Mr Mandaviya said that the Ministry is working on developing 14 Coastal Economic Zones (CEZs), which will provide huge employment opportunities in coastal areas and will lead to the port-led development of such regions. Once operational, the CEZs will bring employment opportunities and economic upliftment of the people in coastal regions.


Speaking about the India-Bangladesh agreement for use of Chittagong and Mongla ports for cross-border movement of goods, the Minister said it would be a game-changer for eastern India. It will open new routes for cargo movements to Central Asia and Europe and will promote cooperation between the two countries in the economic, social and cultural fields.
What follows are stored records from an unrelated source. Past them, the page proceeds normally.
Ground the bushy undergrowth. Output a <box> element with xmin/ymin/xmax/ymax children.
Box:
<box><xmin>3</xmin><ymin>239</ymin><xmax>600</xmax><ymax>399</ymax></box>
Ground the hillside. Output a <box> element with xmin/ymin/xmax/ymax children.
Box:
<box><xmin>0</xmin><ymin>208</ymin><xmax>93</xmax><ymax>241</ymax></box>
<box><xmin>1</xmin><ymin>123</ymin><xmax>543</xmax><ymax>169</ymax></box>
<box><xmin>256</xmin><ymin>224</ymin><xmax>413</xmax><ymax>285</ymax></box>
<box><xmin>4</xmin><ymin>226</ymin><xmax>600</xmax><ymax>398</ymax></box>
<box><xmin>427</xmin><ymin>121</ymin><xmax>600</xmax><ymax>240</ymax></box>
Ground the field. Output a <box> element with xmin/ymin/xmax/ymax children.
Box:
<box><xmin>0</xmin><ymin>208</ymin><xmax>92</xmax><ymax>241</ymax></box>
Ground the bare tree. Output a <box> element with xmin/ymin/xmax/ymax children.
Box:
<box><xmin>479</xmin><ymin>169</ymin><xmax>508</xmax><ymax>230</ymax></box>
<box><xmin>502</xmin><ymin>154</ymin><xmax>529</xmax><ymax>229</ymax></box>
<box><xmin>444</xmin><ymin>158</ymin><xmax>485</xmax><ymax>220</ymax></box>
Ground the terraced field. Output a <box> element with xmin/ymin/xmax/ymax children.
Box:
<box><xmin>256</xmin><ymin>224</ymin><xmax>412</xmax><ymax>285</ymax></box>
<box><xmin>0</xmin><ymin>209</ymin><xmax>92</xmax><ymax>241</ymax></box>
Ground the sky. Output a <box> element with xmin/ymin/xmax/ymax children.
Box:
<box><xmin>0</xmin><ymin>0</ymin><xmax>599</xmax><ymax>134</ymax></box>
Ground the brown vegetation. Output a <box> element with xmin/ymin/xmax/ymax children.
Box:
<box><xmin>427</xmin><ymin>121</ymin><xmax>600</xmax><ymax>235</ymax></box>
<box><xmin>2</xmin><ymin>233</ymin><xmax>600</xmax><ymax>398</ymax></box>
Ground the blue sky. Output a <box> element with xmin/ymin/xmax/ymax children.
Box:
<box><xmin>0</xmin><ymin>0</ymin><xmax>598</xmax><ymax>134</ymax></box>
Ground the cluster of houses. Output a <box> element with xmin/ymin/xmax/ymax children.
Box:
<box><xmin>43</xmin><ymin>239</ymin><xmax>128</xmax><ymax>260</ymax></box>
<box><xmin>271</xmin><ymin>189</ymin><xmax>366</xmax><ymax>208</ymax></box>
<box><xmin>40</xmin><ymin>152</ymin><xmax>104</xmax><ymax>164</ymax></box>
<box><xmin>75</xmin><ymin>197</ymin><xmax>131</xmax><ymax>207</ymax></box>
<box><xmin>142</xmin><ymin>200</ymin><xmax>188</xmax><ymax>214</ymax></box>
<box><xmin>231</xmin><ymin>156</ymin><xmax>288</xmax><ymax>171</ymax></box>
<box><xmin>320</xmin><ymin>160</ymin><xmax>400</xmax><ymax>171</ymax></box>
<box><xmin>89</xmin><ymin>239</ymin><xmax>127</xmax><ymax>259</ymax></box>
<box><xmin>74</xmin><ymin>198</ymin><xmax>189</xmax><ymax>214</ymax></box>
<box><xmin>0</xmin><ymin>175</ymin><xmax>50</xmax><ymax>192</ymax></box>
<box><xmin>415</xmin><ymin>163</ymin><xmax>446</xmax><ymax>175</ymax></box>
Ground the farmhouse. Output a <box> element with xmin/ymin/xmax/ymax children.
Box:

He also pointed out that the development of Chabahar port in Iran will provide a direct route to Afghanistan, bypassing Pakistan.


Mr Mandaviya stressed that there is huge scope for development of ship repair facilities in the country. The potential ship repair market in India is estimated to be in the range of Rs 2,600-2,800 crore, assuming that all Indian fleet will be repaired in India, he said.


He added that the MoU between Cochin Shipyard and Mumbai Port Trust for operation, maintenance and development of the ship repair facility at Indira Dock would provide a professional ship repair ecosystem that would be beneficial for the commercial as well as defence ship repair industry in India. Cochin Shipyard is in the process of developing ship repair facilities in joint venture with HDPEL on the east coast and with Mumbai Port on the west coast, he said.


In order to strengthen the shipbuilding industry, the government has given infrastructure status to the yards to make them legible for financial assistance at reasonable rates. The government has introduced a Rs 4,000-crore Financial Assistance Policy (FAP) for shipyards for 10 years, for contracts secured between April 1, 2016 and March 31, 2026, he highlighted, as per a release.